A leaked early press release reveals Philips 23-inch LCD, 802.11g TV: The $2,699 unit will ship this fall and will let you stream video, images, and music. The brief article makes it sound like it's also an access point of sorts. [link via Engadget]
The Sharp Aquos 15L1U features built-in Wi-Fi, battery, but runs a cool $1,600 for flat-screen, luggable perfection: David Pogue reviews the high points of the Sharp unit in the New York Times, noting that it's a jaw-dropping product which executes quite well on all of its selling points. It weighs 11 pounds, and can transfer video without a hitch even as you carry it around a house.
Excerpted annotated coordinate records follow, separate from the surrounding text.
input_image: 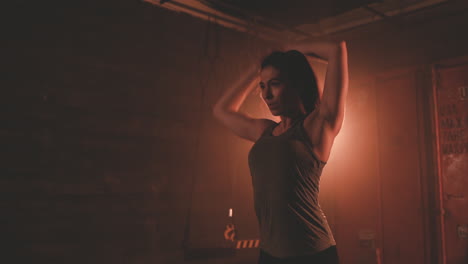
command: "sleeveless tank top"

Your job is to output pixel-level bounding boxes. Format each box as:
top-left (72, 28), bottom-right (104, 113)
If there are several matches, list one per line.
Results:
top-left (248, 117), bottom-right (336, 258)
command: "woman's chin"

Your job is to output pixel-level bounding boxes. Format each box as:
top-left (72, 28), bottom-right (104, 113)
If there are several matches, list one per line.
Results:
top-left (270, 109), bottom-right (281, 116)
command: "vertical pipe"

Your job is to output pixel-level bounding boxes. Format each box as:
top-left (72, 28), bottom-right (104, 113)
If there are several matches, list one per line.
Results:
top-left (432, 65), bottom-right (447, 264)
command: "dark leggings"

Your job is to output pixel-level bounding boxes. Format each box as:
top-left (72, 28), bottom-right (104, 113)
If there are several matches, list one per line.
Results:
top-left (258, 246), bottom-right (339, 264)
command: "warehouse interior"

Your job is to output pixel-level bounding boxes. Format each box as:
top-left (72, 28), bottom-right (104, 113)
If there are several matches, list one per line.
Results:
top-left (0, 0), bottom-right (468, 264)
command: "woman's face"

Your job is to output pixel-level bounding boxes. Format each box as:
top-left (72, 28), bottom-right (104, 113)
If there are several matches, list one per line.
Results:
top-left (260, 66), bottom-right (301, 116)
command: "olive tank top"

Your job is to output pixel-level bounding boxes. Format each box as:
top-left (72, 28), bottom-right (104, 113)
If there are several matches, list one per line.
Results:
top-left (248, 117), bottom-right (336, 258)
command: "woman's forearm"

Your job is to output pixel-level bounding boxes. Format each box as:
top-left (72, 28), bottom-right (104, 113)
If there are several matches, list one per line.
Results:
top-left (213, 66), bottom-right (258, 112)
top-left (286, 40), bottom-right (341, 61)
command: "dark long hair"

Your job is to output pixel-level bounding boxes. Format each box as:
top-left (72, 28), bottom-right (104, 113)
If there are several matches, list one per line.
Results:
top-left (261, 50), bottom-right (320, 114)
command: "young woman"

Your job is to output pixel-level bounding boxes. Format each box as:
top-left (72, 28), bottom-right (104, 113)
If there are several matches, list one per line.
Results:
top-left (213, 41), bottom-right (348, 264)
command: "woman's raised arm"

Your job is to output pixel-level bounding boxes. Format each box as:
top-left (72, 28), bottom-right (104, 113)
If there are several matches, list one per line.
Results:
top-left (287, 41), bottom-right (349, 135)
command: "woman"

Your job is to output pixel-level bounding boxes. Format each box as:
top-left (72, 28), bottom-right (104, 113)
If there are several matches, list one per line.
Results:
top-left (213, 41), bottom-right (348, 264)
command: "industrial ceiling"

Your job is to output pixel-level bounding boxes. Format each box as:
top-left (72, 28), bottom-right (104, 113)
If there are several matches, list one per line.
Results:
top-left (144, 0), bottom-right (450, 40)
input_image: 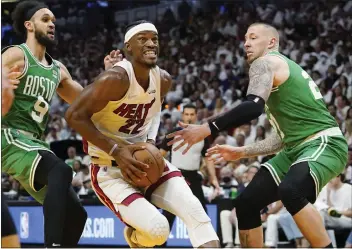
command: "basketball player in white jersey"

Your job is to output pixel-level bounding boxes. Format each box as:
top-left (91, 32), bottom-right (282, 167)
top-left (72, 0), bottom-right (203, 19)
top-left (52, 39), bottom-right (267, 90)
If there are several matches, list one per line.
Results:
top-left (66, 21), bottom-right (220, 248)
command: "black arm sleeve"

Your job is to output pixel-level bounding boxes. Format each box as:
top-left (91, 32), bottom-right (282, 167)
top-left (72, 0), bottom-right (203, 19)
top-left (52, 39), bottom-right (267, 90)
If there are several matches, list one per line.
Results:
top-left (208, 95), bottom-right (265, 136)
top-left (159, 127), bottom-right (182, 151)
top-left (201, 138), bottom-right (210, 157)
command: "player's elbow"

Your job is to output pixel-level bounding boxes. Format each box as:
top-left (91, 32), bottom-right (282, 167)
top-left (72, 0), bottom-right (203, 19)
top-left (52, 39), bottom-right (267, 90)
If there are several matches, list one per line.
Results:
top-left (65, 106), bottom-right (81, 128)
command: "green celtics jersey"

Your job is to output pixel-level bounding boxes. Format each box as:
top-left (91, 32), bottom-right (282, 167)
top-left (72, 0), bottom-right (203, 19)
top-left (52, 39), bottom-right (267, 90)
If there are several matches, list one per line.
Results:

But you have to rewire your home video system, deal with delays in remote controls, and cope with a 1 hour, 45 minute battery life. It can be easily plugged in, however, to both power and a direct video connection. Pogue also found that the unit functions best within 35 feet, not the 50 feet in the manual or 100 feet in the marketing literature.
It also, unforgivably, uses 802.11b (11 Mbps), not 802.11a or g (54 Mbps). 802.11a might seem like a bad choice except that the unit comes with a dedicated base station and receiver; it doesn't work over an existing wireless network. The base station also has the infrared and video adapters.
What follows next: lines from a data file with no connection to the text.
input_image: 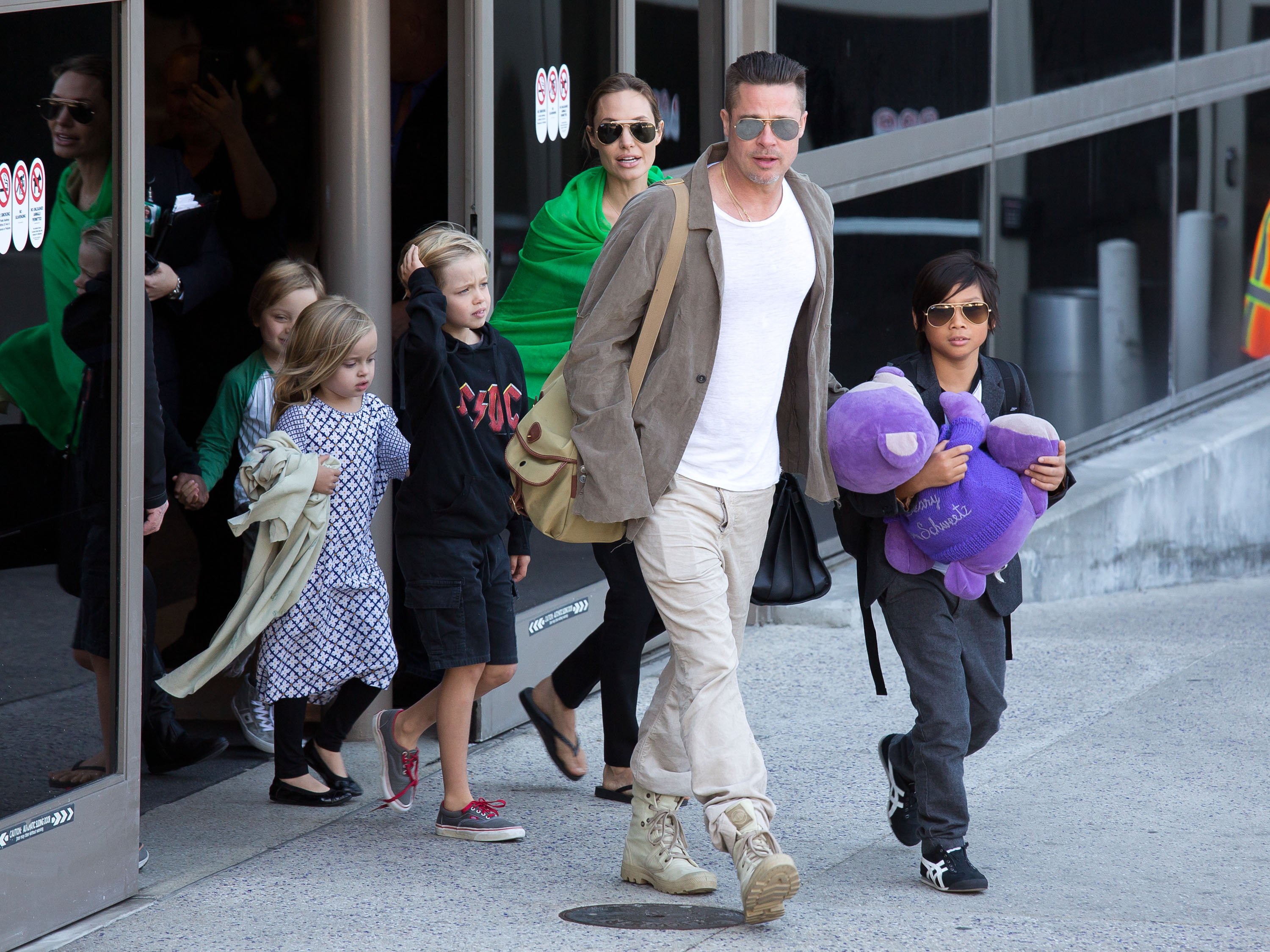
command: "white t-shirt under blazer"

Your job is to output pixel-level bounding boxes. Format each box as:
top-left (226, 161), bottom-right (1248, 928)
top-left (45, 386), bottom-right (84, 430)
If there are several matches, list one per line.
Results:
top-left (676, 174), bottom-right (815, 493)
Intel has a number of ideas for wirelessly sharing data among devices like TVs and computers in the home: It demonstrated a concept PC that runs on Microsoft's Media Center version of XP. The PC connects to a TV, can share content wirelessly, and can be controlled by a remote control instead of a keyboard.
Intel is also working on a couple of new chips including Grantsdale, which includes integrated graphics, support for dual monitors and DDR2 memory. Intel is also working on a chip it's calling Alderwood which will let PCs act as access points.
Intel hopes to have its 802.11a/b/g product shipping early next year. This writer wonders why anyone would want the throughput offered by 802.11g. People want to do exactly what Intel hopes they'll do once 802.11g chips are embedded inside TVs and stereos--stream audio and video.
Omnifi ships its Digital Media Player: It's a 20 Gb hard drive that can be used in a car or attached to a home stereo system, and using Wi-Fi (802.11b flavor) to transfer data. The system can schedule data transfers, and if your garage or parking spot is close enough to your wireless network, you can take advantage of car-area networking.
Reuters reports that Wi-Fi is stealing the show at Computex in Taiwan: Manufacturers at the trade show focused on linking Wi-Fi-enabled computers to stereos, TVs and DVD players. Gateway came out with a DVD player that can stream music, photos and videos from a PC to a home entertainment center.
For now, however, there aren't standards that let these devices communicate with each other. So a TV couldn't communicate with another device like a stereo. But apparently a bunch of chip and computer makers and consumer electronics companies are working together to form such standards.